The Church (and other religious communities) have enjoyed much favor for over two centuries. In the last half-century, secularizing forces have sought to limit Christian influences from public institutions. Christians have felt marginalized and persecuted as the civil consensus has devolved from universal affirmations of reverence of God and moral absolutes to a fragmented, pluralistic competition among narratives and “truths.” Many academic and political elites view Christianity as belonging in the rearview mirror of history.

Biblical believers in America and the West find themselves in a similar place to the Jews who were exiles in Babylon in the 6th century BC, and later established small enclaves in Judea and throughout the Mediterranean world under multiple empires. Although limited in direct political power, Jewish communities and leaders exercised significant influence in economic, political, and social circles for centuries. The stories of Daniel, Esther, Ezra, and Nehemiah, along with historical narratives outside the Bible all affirm these positive influences.

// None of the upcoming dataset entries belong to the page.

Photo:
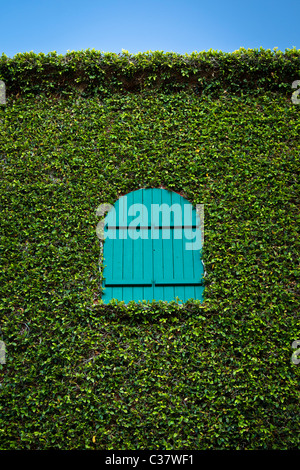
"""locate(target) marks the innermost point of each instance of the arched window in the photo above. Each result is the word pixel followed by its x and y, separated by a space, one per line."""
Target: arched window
pixel 152 248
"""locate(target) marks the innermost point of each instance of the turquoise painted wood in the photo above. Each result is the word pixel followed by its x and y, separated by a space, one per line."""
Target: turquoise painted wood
pixel 147 252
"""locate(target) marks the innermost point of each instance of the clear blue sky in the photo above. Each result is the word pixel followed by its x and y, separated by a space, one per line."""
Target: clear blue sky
pixel 181 26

This current moment offers the opportunity for the Church to be a different voice than the polarized political powers or the amoral and anarchistic cultural “influencers.” Though we have less direct influence, the commissioned and empowered members of local churches can be “salt and light” in their arenas of work and play, influence and service. Just as the Jews were purified from their idolatry through divine judgment, perhaps this moment will help Christian believers recover the depth and breadth of God’s kingdom and become effective witnesses in deed and word.